In Dan’s eyes, policymakers must focus on creating conditions in which the private sector creates jobs. Agriculture and technology deserve particular attention, he says, because agriculture provides livelihoods to masses of Africans, and because automation is likely to make many workers redundant in the future.

At a recent conference hosted by the Development and Peace Foundation (sef: Stiftung Frieden und Entwicklung), Dan pointed out the security implications of joblessness: according to World Bank data, 40 % of all youths who joined rebel militias in 2011 were driven by the lack of employment opportunities.

As Henning Melber, a member of sef’s advisory board, sees it, improving young people’s participation in political life is a way to keep militant tendencies under control.
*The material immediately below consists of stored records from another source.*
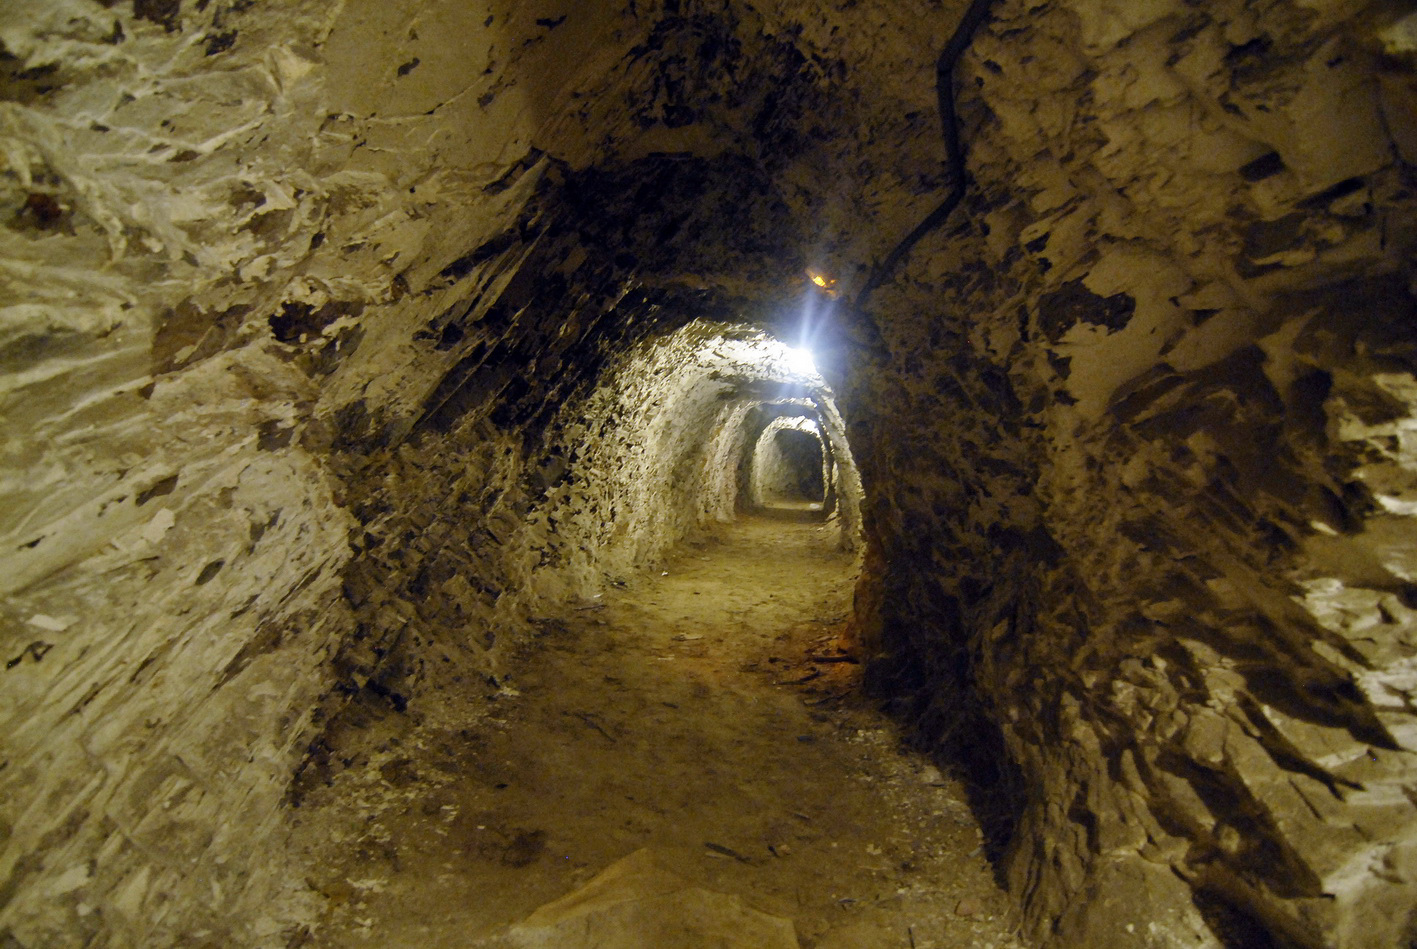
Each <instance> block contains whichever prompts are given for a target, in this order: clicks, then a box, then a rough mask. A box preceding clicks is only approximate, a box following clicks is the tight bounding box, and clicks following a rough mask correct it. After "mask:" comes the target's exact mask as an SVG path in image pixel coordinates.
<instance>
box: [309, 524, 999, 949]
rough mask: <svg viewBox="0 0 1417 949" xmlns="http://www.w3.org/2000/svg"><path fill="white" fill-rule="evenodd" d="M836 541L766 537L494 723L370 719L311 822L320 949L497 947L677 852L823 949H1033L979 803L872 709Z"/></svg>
mask: <svg viewBox="0 0 1417 949" xmlns="http://www.w3.org/2000/svg"><path fill="white" fill-rule="evenodd" d="M833 530H835V528H833V527H830V525H823V524H820V523H803V521H795V520H788V518H782V517H745V518H740V520H738V521H737V523H734V524H731V525H726V527H723V528H721V530H718V531H717V533H714V534H710V535H704V537H701V538H697V540H693V541H690V542H687V544H684V545H683V547H680V548H679V551H677V552H676V554H674V555H673V557H672V558H670V559H669V561H667V562H666V564H665V565H663V567H662V568H660V569H656V571H653V572H650V574H646V575H642V576H638V578H633V579H629V581H628V582H626V584H625V586H623V588H619V589H614V591H611V592H608V593H605V595H604V598H602V599H601V601H597V602H595V603H594V605H591V606H588V608H582V609H578V610H574V612H572V613H571V615H568V616H564V618H560V619H558V620H555V622H547V623H544V626H543V630H544V632H543V635H541V636H540V637H538V639H537V640H536V642H534V643H531V644H530V647H529V649H527V650H526V654H524V656H523V657H521V661H520V663H519V666H517V669H516V671H514V676H513V680H512V683H510V686H509V684H507V683H503V690H502V693H500V694H499V695H497V698H496V701H493V703H490V705H489V703H487V691H489V688H487V687H486V686H485V684H482V683H479V687H478V688H473V687H469V690H468V694H462V695H459V694H452V693H449V694H445V695H441V698H439V703H441V705H438V707H435V708H431V710H427V711H424V712H421V715H419V717H418V718H419V721H417V722H415V721H412V720H411V718H412V717H411V715H408V714H400V712H395V711H394V710H393V708H383V707H378V708H377V707H373V705H371V707H368V708H363V710H360V711H357V714H356V715H354V717H353V720H351V722H350V727H349V728H346V729H344V732H343V734H341V735H340V737H337V741H339V744H340V748H337V749H336V756H339V758H340V759H343V761H347V762H350V763H349V766H347V768H344V769H343V771H341V772H340V773H337V775H336V776H334V778H333V780H332V782H330V783H329V785H323V786H320V788H316V789H315V790H312V792H310V793H309V795H307V796H306V799H305V800H303V802H302V806H300V807H299V809H296V810H293V812H292V813H293V814H295V820H296V826H295V830H293V834H295V837H293V844H295V851H296V853H298V854H299V856H300V857H302V858H303V860H305V863H306V867H307V870H306V873H305V881H303V885H305V887H307V894H306V897H307V899H306V905H307V909H309V914H307V915H309V918H307V919H306V924H305V926H302V928H300V935H302V941H300V942H299V945H307V946H410V948H411V946H428V948H431V946H459V948H463V946H478V945H493V943H496V938H495V936H496V933H497V932H499V931H500V929H502V928H504V926H506V925H509V924H513V922H514V921H517V919H521V918H524V916H526V915H527V914H530V912H531V911H534V909H536V908H537V907H540V905H543V904H546V902H548V901H553V899H557V898H560V897H563V895H565V894H568V892H571V891H574V890H575V888H577V887H580V885H581V884H584V882H585V881H587V880H589V878H591V877H594V875H595V874H597V873H599V871H601V870H604V868H605V867H606V865H609V864H612V863H615V861H616V860H619V858H622V857H625V856H626V854H631V853H633V851H638V850H640V848H652V850H653V853H655V854H656V857H657V858H659V861H660V863H662V864H663V865H666V867H669V868H670V870H673V871H674V873H677V874H679V875H682V877H684V878H687V880H689V881H693V882H696V884H697V885H701V887H704V888H707V890H711V891H720V892H728V894H737V895H741V897H743V898H744V901H747V902H748V904H750V905H752V907H757V908H758V909H762V911H765V912H769V914H774V915H779V916H786V918H791V919H792V921H794V922H795V925H796V932H798V936H799V939H801V945H802V946H805V948H806V949H813V948H815V949H847V948H850V949H873V948H874V946H881V948H883V949H884V948H893V949H896V948H905V946H914V948H915V949H928V948H931V946H934V948H939V949H944V948H945V946H981V948H982V946H990V948H993V949H1007V948H1013V946H1019V945H1020V943H1019V942H1017V939H1016V938H1015V936H1013V935H1012V924H1010V915H1009V907H1007V899H1006V898H1005V895H1003V892H1002V891H1000V890H999V888H998V885H996V884H995V878H993V875H992V873H990V868H989V865H988V863H986V860H985V857H983V854H982V850H981V834H979V829H978V824H976V822H975V820H973V817H972V814H971V812H969V810H968V807H966V806H965V803H964V796H962V789H961V788H959V785H958V783H956V782H955V780H952V779H951V778H948V776H945V775H942V773H941V772H939V771H938V769H935V768H934V766H932V765H931V763H930V762H928V761H927V759H924V758H922V756H920V755H915V754H914V752H910V751H903V748H901V741H900V738H898V734H897V731H896V729H894V727H893V725H891V724H890V722H888V721H887V720H884V718H881V717H880V715H879V714H877V712H876V711H874V710H871V707H870V705H869V704H867V703H866V701H863V700H860V698H859V697H857V688H856V686H857V680H859V674H860V670H859V666H856V664H853V663H852V661H842V660H843V659H845V656H843V653H842V652H840V650H839V647H837V636H839V635H840V632H842V629H843V625H845V620H846V613H847V608H849V602H850V586H852V579H853V576H852V572H853V569H854V567H853V562H852V561H850V559H849V558H846V557H845V555H842V554H840V552H837V551H836V545H835V542H833V541H835V534H833ZM662 574H663V575H662ZM496 945H500V943H496Z"/></svg>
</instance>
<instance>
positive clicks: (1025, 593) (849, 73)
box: [0, 0, 1417, 946]
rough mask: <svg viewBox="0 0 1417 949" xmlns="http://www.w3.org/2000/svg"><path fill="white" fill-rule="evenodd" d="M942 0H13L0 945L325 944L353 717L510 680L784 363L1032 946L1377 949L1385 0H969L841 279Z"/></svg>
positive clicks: (711, 474)
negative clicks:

Such participation, however, cannot be taken for granted.

In most African countries, young people are actually not expected to oppose elders. Somalia is an example. “It is considered shameful for young people to talk back to elders,” resports Ilwad Elman of the Elman Peace and Human Rights Center in Mogadishu. She warns moreover, that criticism of religion is counter-productive and that young people need to be engaged “before they become violent”.

Indeed, politics has “crumbled and failed” in many African countries, according to Job Shipululo Amupanda, a young Nambian scholar who belongs to the AU’s African Youth Commission. In his eyes, independence leaders “went to sleep in the same beds” that colonial and racist masters left behind (also note article by Henning Melber in D+C/E+Z e-Paper 2017/02).

He argues that African leaders always considered youth issues marginal and kept postponing them. Referring to the Arab spring and the downfall of Blaise Compaoré, the autocratic president of Burkina Faso from 1987 to 2014, he says that youth radicalism in Africa is not necessarily a bad thing. Matters would not improve, he says, “if we didn’t protest, if we didn’t topple dictators”.